Middle East Eye / September 3, 2021
Information issued on ban of Palestinian Solidarity Campaign a ‘mistake’, political party says following controversy surrounding Young Labour conference.
The UK Labour Party has apologized to the Palestine Solidarity Campaign (PSC) after party activists said they had been told that the pro-Palestinian group would not be allowed to attend the party’s annual conference.
Confusion arose following a Twitter thread posted on 31 August by the Chair of Young Labour (YL), Jess Barnard, in which she said she had been told by the party’s general secretary that the youth wing would not be able to hold their own events at Labour’s main annual conference, set to take place from 25 September in the city of Brighton.
“Months ago the entire YL committee submitted our proposals for young Labour day at conference, well within the deadline given. Everything we do and all our speakers have to be approved by the party.
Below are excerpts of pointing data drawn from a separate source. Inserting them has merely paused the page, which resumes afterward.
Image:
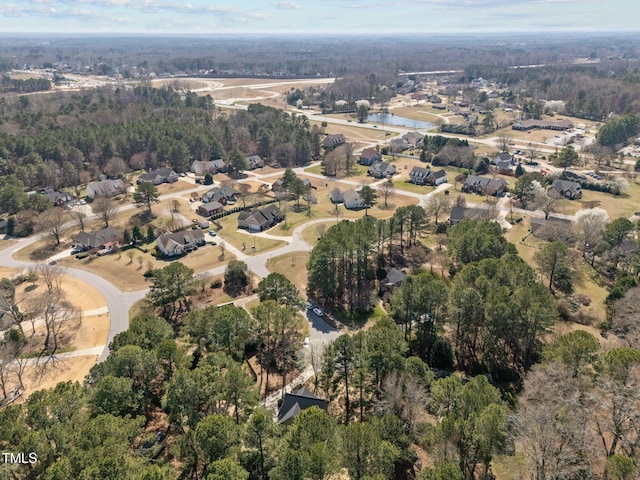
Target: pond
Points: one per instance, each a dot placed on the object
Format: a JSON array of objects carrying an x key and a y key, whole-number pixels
[{"x": 390, "y": 119}]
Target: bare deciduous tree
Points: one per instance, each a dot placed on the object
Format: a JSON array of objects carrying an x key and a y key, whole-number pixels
[
  {"x": 437, "y": 205},
  {"x": 52, "y": 222},
  {"x": 387, "y": 190},
  {"x": 105, "y": 209}
]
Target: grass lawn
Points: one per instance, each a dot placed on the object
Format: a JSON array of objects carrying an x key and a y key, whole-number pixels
[
  {"x": 228, "y": 229},
  {"x": 293, "y": 266},
  {"x": 127, "y": 274},
  {"x": 312, "y": 232},
  {"x": 412, "y": 187}
]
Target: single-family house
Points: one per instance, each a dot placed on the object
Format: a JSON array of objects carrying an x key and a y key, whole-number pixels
[
  {"x": 159, "y": 176},
  {"x": 419, "y": 175},
  {"x": 437, "y": 177},
  {"x": 295, "y": 402},
  {"x": 57, "y": 198},
  {"x": 210, "y": 208},
  {"x": 224, "y": 195},
  {"x": 254, "y": 161},
  {"x": 105, "y": 238},
  {"x": 393, "y": 280},
  {"x": 178, "y": 243},
  {"x": 333, "y": 141},
  {"x": 278, "y": 186},
  {"x": 260, "y": 219},
  {"x": 504, "y": 161},
  {"x": 484, "y": 185},
  {"x": 369, "y": 156},
  {"x": 565, "y": 188},
  {"x": 382, "y": 170},
  {"x": 458, "y": 214},
  {"x": 352, "y": 200},
  {"x": 202, "y": 167},
  {"x": 106, "y": 188}
]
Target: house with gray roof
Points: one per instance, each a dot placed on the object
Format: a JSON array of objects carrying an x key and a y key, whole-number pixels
[
  {"x": 57, "y": 198},
  {"x": 159, "y": 176},
  {"x": 565, "y": 188},
  {"x": 179, "y": 243},
  {"x": 392, "y": 281},
  {"x": 437, "y": 177},
  {"x": 419, "y": 175},
  {"x": 458, "y": 214},
  {"x": 369, "y": 156},
  {"x": 202, "y": 167},
  {"x": 254, "y": 161},
  {"x": 504, "y": 161},
  {"x": 295, "y": 402},
  {"x": 484, "y": 185},
  {"x": 106, "y": 188},
  {"x": 352, "y": 200},
  {"x": 224, "y": 195},
  {"x": 98, "y": 240},
  {"x": 333, "y": 141},
  {"x": 382, "y": 170},
  {"x": 260, "y": 219}
]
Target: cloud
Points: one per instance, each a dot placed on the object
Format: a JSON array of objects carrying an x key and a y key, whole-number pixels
[{"x": 286, "y": 5}]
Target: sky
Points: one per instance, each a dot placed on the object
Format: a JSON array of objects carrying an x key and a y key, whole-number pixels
[{"x": 316, "y": 16}]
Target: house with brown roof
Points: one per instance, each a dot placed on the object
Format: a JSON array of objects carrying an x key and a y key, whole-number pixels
[
  {"x": 179, "y": 243},
  {"x": 260, "y": 219},
  {"x": 382, "y": 170}
]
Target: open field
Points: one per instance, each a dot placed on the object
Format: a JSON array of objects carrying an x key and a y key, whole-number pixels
[
  {"x": 179, "y": 186},
  {"x": 127, "y": 274},
  {"x": 6, "y": 243},
  {"x": 312, "y": 232},
  {"x": 242, "y": 240},
  {"x": 293, "y": 266},
  {"x": 68, "y": 370},
  {"x": 6, "y": 272},
  {"x": 358, "y": 134}
]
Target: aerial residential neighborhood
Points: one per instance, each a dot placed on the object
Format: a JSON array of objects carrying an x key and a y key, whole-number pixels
[{"x": 246, "y": 256}]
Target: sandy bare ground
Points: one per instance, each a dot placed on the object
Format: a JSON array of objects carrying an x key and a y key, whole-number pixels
[
  {"x": 6, "y": 272},
  {"x": 68, "y": 370},
  {"x": 89, "y": 332}
]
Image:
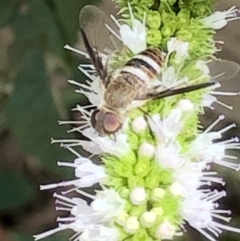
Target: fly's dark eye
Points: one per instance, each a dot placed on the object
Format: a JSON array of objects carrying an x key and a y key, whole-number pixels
[
  {"x": 111, "y": 123},
  {"x": 94, "y": 117}
]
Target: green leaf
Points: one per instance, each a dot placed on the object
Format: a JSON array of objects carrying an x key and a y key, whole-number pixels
[
  {"x": 31, "y": 113},
  {"x": 63, "y": 236},
  {"x": 15, "y": 190},
  {"x": 68, "y": 16}
]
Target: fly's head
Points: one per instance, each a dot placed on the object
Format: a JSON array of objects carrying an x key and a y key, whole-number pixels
[{"x": 105, "y": 122}]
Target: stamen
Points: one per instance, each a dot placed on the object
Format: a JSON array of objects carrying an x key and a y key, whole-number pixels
[
  {"x": 233, "y": 125},
  {"x": 63, "y": 209},
  {"x": 64, "y": 204},
  {"x": 92, "y": 77},
  {"x": 80, "y": 85},
  {"x": 68, "y": 200},
  {"x": 219, "y": 119},
  {"x": 223, "y": 93},
  {"x": 224, "y": 105},
  {"x": 74, "y": 236},
  {"x": 68, "y": 191},
  {"x": 73, "y": 151},
  {"x": 71, "y": 122},
  {"x": 115, "y": 21},
  {"x": 86, "y": 194},
  {"x": 49, "y": 233},
  {"x": 65, "y": 141}
]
I have been pushing for an update on this multiple times a week with no joy,” she wrote on Twitter.
“So we are now three weeks to conference with the party giving us no information, and just today they have said there is no capacity for due diligence checks until 20 September – these are the necessary checks for every speaker at conference potentially ruling out YL day.”
She said that the “most concrete information” she had was that members of PSC would be barred from speaking at the event, as would former party leader Jeremy Corbyn.
Her comments led many to believe that PSC was to be banned from the conference as a whole, despite having previously held events and stalls in previous years.
In a statement on Friday, PSC said it had been in touch with party officials and was informed that the comments made to Barnard about the group being forbidden from speaking were “a mistake”.
“PSC made its own enquiries and was informed by well-placed sources that a high ranking official had stated that PSC’s support for the Palestinian call for Boycott, Divestment and Sanctions (BDS) might violate the IHRA definition of antisemitism,” said the statement, referring to the International Holocaust Remembrance Alliance’s guidelines on antisemitism, which have been condemned by some for conflating criticism of the state of Israel with antisemitism.
“After strong representations from Young Labour and from PSC, Young Labour were informed in a meeting late on Wednesday that this had been a mistake, that PSC could of course be invited and an apology was given.”
For several years, Labour has been caught in a controversy around antisemitism in the party, especially under Corbyn’s leadership.
A staunch supporter of Palestinian rights, Corbyn had been accused of failing to tackle antisemitism within the party, while his association with Palestinian political campaigners was held up as proof of his own antisemitic leanings.
His successor Keir Starmer expelled Corbyn from the party last year following the release of a report into institutional antisemitism in the party, a move that was later reversed after an appeal – though Corbyn still sits as an independent MP in the House of Commons.
Numerous left-wing activists in the party, including Jewish ones, have also been expelled for a variety of reasons, including activity linked to pro-Palestinian campaigns.
In its statement, PSC said that the Young Labour controversy was indicative of how pro-Israel campaigners had been effective in their attempts to “delegitimize” pro-Palestinian activism in the UK.
They said the push for the party to adopt the IHRA definition of antisemitism, which led to party infighting in 2018, had created “a cloud of suspicion around raising the cause of Palestine, which leads to a chilling effect”.
“PSC and allied organizations, including representatives of the Palestinian community in Britain, has made numerous attempts to meet with Keir Starmer and with (Labour General Secretary) David Evans to discuss these concerns,” said the statement.
“We are now pushing again for this meeting to take place in the aftermath of this latest incident. The key item we wish to discuss is the action the leadership will be taking to ensure that the space to discuss the oppression faced by Palestinians and the necessary action to address it is fully protected in the Labour Party.”
Middle East Eye contacted the Labour Party for clarification, but had yet to receive a response by publication time.